Malini Kishor Sanghvi College of Commerce and Economics commenced in 1994 under Ritambhara Vishva Vidyapeeth with inspiration of former Chairperson Padma Bhushan Smt. Poornimaben Pakvasa, Didi of Dang Tribals. MKS is currently headed by President Shri Ashwinbhai Mehta, Managing Trustee Shri Umeshbhai Sanghvi and Executive Trustee Shri Apurvabhai Patel.
Principal Dr Keshav Ghorude is leading the college.
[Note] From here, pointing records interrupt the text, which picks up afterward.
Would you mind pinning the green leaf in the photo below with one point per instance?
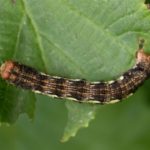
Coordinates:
(92, 39)
(78, 116)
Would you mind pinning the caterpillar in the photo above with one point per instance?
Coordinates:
(79, 90)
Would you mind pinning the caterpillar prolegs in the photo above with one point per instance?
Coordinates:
(76, 89)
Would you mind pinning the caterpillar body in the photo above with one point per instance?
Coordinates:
(76, 89)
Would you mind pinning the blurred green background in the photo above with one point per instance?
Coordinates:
(76, 39)
(123, 126)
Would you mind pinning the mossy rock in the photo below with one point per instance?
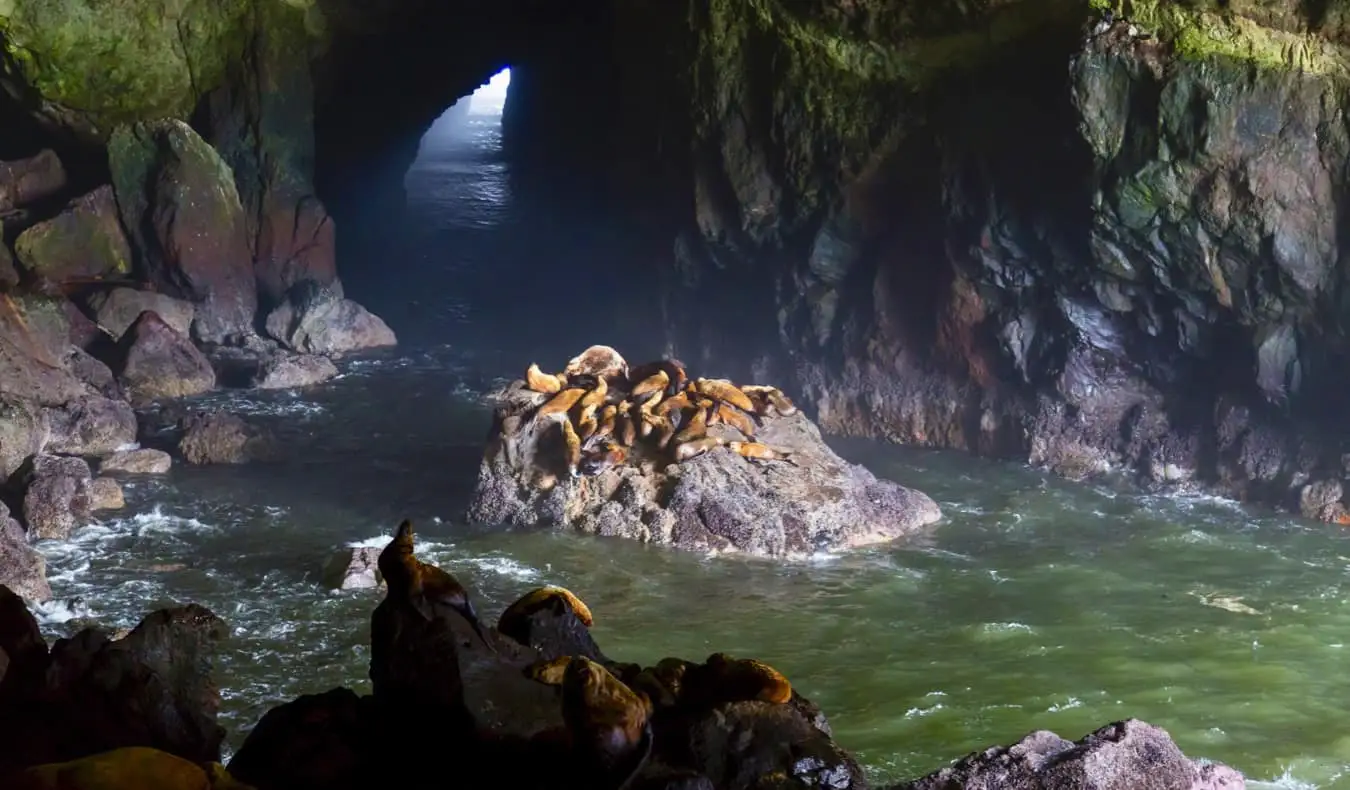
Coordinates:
(97, 64)
(83, 242)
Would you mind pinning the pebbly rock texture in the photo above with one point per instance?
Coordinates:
(354, 569)
(1125, 754)
(22, 569)
(717, 501)
(316, 319)
(84, 242)
(180, 203)
(141, 461)
(161, 363)
(118, 309)
(222, 438)
(151, 688)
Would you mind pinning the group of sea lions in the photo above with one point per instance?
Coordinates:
(606, 708)
(604, 408)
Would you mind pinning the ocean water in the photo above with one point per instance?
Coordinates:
(1034, 604)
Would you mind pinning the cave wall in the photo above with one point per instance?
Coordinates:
(1030, 230)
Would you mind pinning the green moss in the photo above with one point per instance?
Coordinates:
(104, 62)
(1206, 33)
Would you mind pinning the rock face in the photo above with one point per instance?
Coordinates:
(180, 203)
(1126, 754)
(716, 501)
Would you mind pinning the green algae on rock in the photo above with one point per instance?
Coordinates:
(83, 242)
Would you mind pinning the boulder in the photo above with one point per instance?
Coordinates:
(56, 494)
(181, 205)
(91, 426)
(151, 688)
(22, 567)
(105, 494)
(84, 242)
(222, 438)
(26, 181)
(286, 370)
(316, 319)
(116, 309)
(716, 501)
(1118, 756)
(354, 569)
(161, 363)
(142, 461)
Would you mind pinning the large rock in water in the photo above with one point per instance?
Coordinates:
(716, 501)
(1123, 755)
(180, 203)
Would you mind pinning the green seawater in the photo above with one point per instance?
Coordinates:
(1034, 604)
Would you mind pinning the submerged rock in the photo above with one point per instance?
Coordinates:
(22, 567)
(142, 461)
(1121, 755)
(151, 688)
(222, 438)
(716, 501)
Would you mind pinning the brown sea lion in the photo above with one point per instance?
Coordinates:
(423, 585)
(542, 598)
(598, 361)
(756, 451)
(724, 390)
(540, 381)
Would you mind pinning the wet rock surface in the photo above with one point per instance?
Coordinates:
(714, 501)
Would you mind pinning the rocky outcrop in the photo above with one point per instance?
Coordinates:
(803, 501)
(1125, 754)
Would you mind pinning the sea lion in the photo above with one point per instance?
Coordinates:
(605, 454)
(560, 403)
(124, 769)
(724, 390)
(753, 450)
(770, 397)
(697, 424)
(695, 449)
(513, 619)
(602, 715)
(540, 381)
(651, 385)
(573, 444)
(598, 361)
(729, 679)
(423, 585)
(735, 417)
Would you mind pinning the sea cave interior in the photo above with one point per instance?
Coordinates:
(978, 367)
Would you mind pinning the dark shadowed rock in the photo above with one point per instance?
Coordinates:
(162, 363)
(316, 319)
(105, 494)
(91, 426)
(153, 688)
(181, 207)
(116, 309)
(1126, 755)
(716, 501)
(222, 438)
(24, 181)
(56, 496)
(84, 242)
(286, 370)
(142, 461)
(22, 567)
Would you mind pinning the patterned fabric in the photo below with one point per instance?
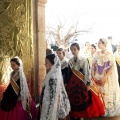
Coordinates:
(110, 90)
(84, 104)
(117, 58)
(55, 103)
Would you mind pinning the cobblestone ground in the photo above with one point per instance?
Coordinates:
(110, 118)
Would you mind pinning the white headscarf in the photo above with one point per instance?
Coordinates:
(24, 91)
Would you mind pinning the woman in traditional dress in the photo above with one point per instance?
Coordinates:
(85, 99)
(117, 58)
(92, 51)
(104, 73)
(16, 103)
(54, 100)
(64, 64)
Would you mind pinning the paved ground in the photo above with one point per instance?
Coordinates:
(112, 118)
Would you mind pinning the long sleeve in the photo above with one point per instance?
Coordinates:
(65, 74)
(69, 75)
(86, 69)
(49, 105)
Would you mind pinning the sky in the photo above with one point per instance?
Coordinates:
(101, 16)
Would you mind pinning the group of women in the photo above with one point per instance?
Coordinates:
(86, 86)
(91, 84)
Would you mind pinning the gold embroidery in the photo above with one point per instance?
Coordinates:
(15, 86)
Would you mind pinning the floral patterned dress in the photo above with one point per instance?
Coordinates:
(110, 90)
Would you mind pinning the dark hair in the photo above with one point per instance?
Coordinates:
(109, 37)
(60, 49)
(48, 51)
(51, 58)
(15, 60)
(93, 46)
(86, 43)
(102, 41)
(76, 45)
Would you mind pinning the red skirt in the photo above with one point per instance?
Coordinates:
(84, 104)
(18, 113)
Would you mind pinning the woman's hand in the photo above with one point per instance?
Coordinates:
(88, 87)
(96, 81)
(102, 81)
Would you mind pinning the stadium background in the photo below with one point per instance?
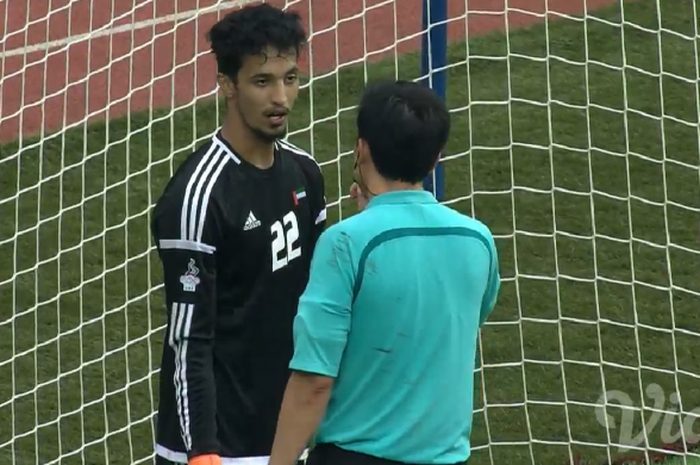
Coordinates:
(599, 251)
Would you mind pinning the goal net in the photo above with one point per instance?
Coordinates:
(575, 138)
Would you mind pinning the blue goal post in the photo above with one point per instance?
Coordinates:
(433, 73)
A notable alumna of MKS College is the Indian actress Janvi Chheda.

==History==
It received donations from businessmen and patrons Shri Kishorbhai Sanghvi, Late Shri Mafatlal Mehta, and support from ex-President Late Shri Dipchandbhai Gradi and ex-Managing Trustee Late Shri Haribhai Dresswala. Ritambhara Vishva Vidyapeeth has received Gujarati linguistic minority status and the college is affiliated to the University of Mumbai, on a permanent non-grant basis. Malini Kishor Sanghvi Degree and Junior College and M.Com (Management) has student strength of more than 5000. In its 21 years the college has not only grown immensely in student strength but has also diversified and added a repertoire of new course.

==J.V.P.D Campus==
This trust acquired 12,000 sq. meters land in J.V.P.D Scheme, Vile Parle (West), Mumbai. Today it has educational activities with an English medium R.N. Shah High School (Established in 1990 with liberal donations from Shri Pravinbhai R. Shah in memory of his father) with current student strength of about 1800). Malini Kishor Sanghvi Junior College and Malini Kishor Sanghvi College of Commerce & Economics (Degree).

==Courses offered==
From a beginning with 37 students in 1994, the Degree College today has more than 3000 students with B.Com and M.Com (Management) and six specialized courses – BMS, BAF, BBI, BMM, BFM & B.Sc (IT). The college is running an Add-on course in Tax Procedure & Practice (Certificate, Diploma & Advance Diploma). With the building for management institute, fast progressing, MMS and other additional courses will commence in the near future.